# Blue rams(dwarf cichlid)



## rskb3467 (Mar 29, 2009)

I am looking to see what sex my blue rams are. I asked the owner of the fish store and she said there is no way to tell the difference. I found online it says something about a female having a pink belly but she said that it doesnt apply to rams and it was another species that get that. I am pretty sure the first one is a male and I am thinking 2nd one she sold me is also male. Anyone have any ideas or thoughts?? :fish:


----------



## emc7 (Jul 23, 2005)

They are really hard fish to tell. Side by side, I think males may have pointier fins or higher first dorsal spines, but since fish vary be individual (there are even a long-finned variety), its not definite. Males also tend to grow a little larger. 

Ah heres the quote:
"females grow slightly smaller in comparison, have less produced fin membranes and spines in the anterior portion of the dorsal fin and shorter ventral fins" from Linke-Stack, Dwarf cichlids:a handbook for their indentification, care, and breeding.

I think it meant pronounced, not produced. The book was translated, so it has some errors.


----------



## justintrask (Jun 29, 2008)

they both look female to me. the rams that we get in at that size, the males DEFINATELY have the first one or two points on the dorsal fin pointed, and the females DO get the pink bellies


----------



## Againsthecurent (Jan 22, 2009)

I have one with a pink belly and one without.

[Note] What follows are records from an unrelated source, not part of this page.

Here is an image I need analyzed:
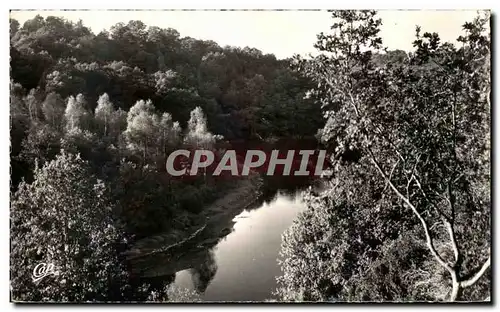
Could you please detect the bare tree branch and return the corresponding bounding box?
[368,149,455,276]
[460,254,491,288]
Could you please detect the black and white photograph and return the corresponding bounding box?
[5,4,494,307]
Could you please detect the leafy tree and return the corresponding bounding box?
[64,94,89,132]
[282,11,491,301]
[124,100,160,162]
[11,152,125,302]
[94,93,114,136]
[42,92,65,129]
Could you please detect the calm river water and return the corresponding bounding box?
[174,193,305,301]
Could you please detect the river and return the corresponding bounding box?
[174,193,305,301]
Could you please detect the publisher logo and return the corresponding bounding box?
[33,262,57,283]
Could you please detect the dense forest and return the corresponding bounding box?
[10,11,491,302]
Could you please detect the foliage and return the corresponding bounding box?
[279,11,491,301]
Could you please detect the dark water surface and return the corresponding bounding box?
[170,193,305,301]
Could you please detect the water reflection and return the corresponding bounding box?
[174,194,304,301]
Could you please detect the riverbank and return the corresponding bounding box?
[125,174,262,267]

I thought that was the primary indicator and the reason I bought them that way. They seem to be with each other at all times and hope that it's a good sign.


----------



## rskb3467 (Mar 29, 2009)

thanks for the input guys! These are always hanging out together too. Do the females only get the pink belly when they are ready to spawn or as they mature?


----------



## FlatLine (Dec 30, 2008)

The second one definitely looks female to me, the first one looks like one as well, but it's harder to tell...


----------



## rskb3467 (Mar 29, 2009)

I got a better picture of my blue rams together, hopefully this will help comfirm if they are both female or whatever their sexes are!!


----------



## gabigail (Mar 20, 2009)

the one on the left is a male, and the one on the right a female. Males are typically almond shaped....

My female ram got sort of a rosy glow before she popped.....

Best of luck with the bubbas!


----------



## Abbyrose (Sep 21, 2007)

Interesting question. I have read that females have a black line down the front of their ventral fins, while the males don't. This is the only marking that is always visible in a female. They can make their bellies more or less pink, depending on how interested they are in a male.


----------



## Guest (Oct 19, 2009)

i have 7 rams and have FINALLY figured out the 1 distinguishing trait that will set apart a male from the female. it has to be the Ray. in a male the 2nd and/or 3rd ray will be way higher than the rest of the rays where as the females will be more or less in line with the other ray. also, a female would have blue/gold speckles inside the black spot where as the males spot would be solid black with coloration on the fring of the spot.

that pink color isnt a sign of interest. its a sign of egg laden ovas. if you see a ram with a pink tummy, be assured that is a female.


----------